Search code examples
rustrust-polars

How to avoid deep copy when using groupby in polars rust?


I have a dataset where I need to do groupby operation on different columns. Here is minimal working code using polars version "0.21.1"

use polars::prelude::*;
use polars_lazy::prelude::*;
use polars::df;

fn main(){
  let df = df![
    "x1" => ["a", "b", "c", "a"],
    "x2" => ["A", "A", "B", "B"],
    "y" => [1, 2, 3, 4],
    ].unwrap();

  let lf: LazyFrame = df.lazy();

  let out1 = groupby_x1(&lf);
  println!("{:?}", out1.collect());
  let out2 = groupby_x2(&lf);
  println!("{:?}", out2.collect());

}

fn  groupby_x1(lf: &LazyFrame) -> LazyFrame {
  let lf1: LazyFrame = lf.clone().groupby([col("x1")]).agg([
    col("y").sum().alias("y_sum"),
  ]);
  lf1
}

fn  groupby_x2(lf: &LazyFrame) -> LazyFrame {
  let lf1: LazyFrame = lf.clone().groupby([col("x2")]).agg([
    col("y").sum().alias("y_sum"),
  ]);
  lf1
}

But in the code I am making deep copies of whole lazyframe lf (using lf.clone().

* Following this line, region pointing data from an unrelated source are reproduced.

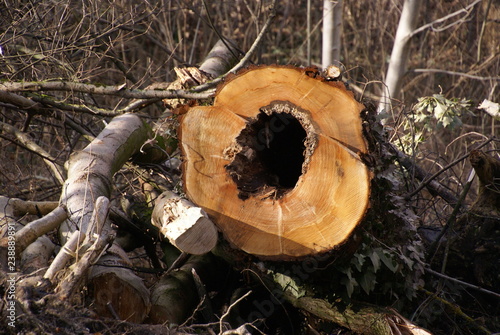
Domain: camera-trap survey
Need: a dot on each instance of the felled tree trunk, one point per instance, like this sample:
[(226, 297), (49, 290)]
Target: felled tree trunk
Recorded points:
[(276, 161), (90, 175)]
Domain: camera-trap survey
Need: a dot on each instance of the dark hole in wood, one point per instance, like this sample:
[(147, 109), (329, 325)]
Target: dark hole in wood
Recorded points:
[(271, 156)]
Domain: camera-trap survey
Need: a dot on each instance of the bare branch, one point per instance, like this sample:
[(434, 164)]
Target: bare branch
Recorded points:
[(115, 90), (453, 73), (58, 171)]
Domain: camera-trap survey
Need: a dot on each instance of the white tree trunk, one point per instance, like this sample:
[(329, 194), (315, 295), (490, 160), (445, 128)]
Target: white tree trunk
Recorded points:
[(332, 31), (399, 55)]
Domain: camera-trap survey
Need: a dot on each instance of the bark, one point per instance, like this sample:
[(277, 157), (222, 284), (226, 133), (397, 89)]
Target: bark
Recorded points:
[(187, 227), (265, 163), (90, 175), (400, 53), (332, 32)]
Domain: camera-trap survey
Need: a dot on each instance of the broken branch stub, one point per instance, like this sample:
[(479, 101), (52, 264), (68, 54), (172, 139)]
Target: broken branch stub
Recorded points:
[(185, 225), (275, 162)]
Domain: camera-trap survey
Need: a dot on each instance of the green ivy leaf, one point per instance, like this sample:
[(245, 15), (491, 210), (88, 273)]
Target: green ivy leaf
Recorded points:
[(375, 261), (368, 281)]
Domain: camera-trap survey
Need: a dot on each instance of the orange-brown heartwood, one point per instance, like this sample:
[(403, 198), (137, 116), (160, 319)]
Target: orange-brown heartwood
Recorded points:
[(276, 161)]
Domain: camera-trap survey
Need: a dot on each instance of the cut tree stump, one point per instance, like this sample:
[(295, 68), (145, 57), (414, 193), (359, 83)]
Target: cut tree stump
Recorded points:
[(276, 161)]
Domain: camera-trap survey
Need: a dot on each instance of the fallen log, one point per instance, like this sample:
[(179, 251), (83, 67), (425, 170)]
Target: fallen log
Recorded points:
[(277, 161)]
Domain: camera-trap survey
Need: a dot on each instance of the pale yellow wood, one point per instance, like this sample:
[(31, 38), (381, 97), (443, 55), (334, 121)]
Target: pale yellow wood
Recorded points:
[(328, 200)]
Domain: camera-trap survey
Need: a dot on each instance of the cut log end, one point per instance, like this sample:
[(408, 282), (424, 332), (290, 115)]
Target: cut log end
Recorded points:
[(276, 162)]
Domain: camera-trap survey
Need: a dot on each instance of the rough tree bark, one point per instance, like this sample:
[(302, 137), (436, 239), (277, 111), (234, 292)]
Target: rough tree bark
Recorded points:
[(90, 175)]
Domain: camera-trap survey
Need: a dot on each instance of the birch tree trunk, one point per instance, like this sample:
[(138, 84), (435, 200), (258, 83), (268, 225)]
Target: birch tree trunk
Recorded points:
[(332, 31), (399, 55)]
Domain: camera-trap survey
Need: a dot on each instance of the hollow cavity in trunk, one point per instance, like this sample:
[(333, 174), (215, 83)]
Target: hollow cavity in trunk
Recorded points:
[(272, 151)]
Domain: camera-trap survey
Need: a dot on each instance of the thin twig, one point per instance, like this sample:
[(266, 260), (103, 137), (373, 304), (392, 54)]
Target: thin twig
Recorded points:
[(247, 56), (444, 18), (230, 307), (115, 90), (453, 73), (458, 160)]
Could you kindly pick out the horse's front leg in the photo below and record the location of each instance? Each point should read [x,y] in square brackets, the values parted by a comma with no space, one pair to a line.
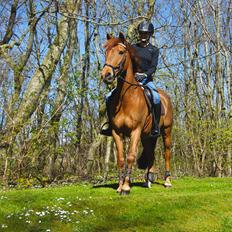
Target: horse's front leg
[120,159]
[167,156]
[131,157]
[149,145]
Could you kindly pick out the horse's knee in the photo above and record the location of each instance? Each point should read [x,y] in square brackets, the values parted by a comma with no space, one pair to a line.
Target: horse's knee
[121,162]
[131,158]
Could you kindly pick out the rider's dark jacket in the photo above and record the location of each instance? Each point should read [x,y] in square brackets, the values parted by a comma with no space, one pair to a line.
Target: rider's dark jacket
[149,59]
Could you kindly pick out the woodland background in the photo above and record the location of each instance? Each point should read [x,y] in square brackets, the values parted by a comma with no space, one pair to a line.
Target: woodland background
[52,97]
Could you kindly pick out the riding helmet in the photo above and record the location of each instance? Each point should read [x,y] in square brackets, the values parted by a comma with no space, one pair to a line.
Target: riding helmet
[146,27]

How can I avoid that? If I replace lf.clone() with lf in functions groupby_x1 and groupby_x2 I get following error

error[E0507]: cannot move out of `*lf` which is behind a shared reference
  --> src/main.rs:22:24
   |
22 |   let lf1: LazyFrame = lf.groupby([col("x1")]).agg([
   |                        ^^^^^^^^^^^^^^^^^^^^^^^ move occurs because `*lf` has type `polars_lazy::frame::LazyFrame`, which does not implement the `Copy` trait

error[E0507]: cannot move out of `*lf` which is behind a shared reference
  --> src/main.rs:29:24
   |
29 |   let lf1: LazyFrame = lf.groupby([col("x2")]).agg([
   |                        ^^^^^^^^^^^^^^^^^^^^^^^ move occurs because `*lf` has type `polars_lazy::frame::LazyFrame`, which does not implement the `Copy` trait

For more information about this error, try `rustc --explain E0507`.
error: could not compile `polars_try` due to 2 previous errors

Solution

  • Polars Series are a newtype around Arc<Vec<ArrowRef>>. When you clone a DataFrame only the reference count of the Arc is incremented.

    In other words, polars never does deep clones. Clones of a DataFrame are super cheap.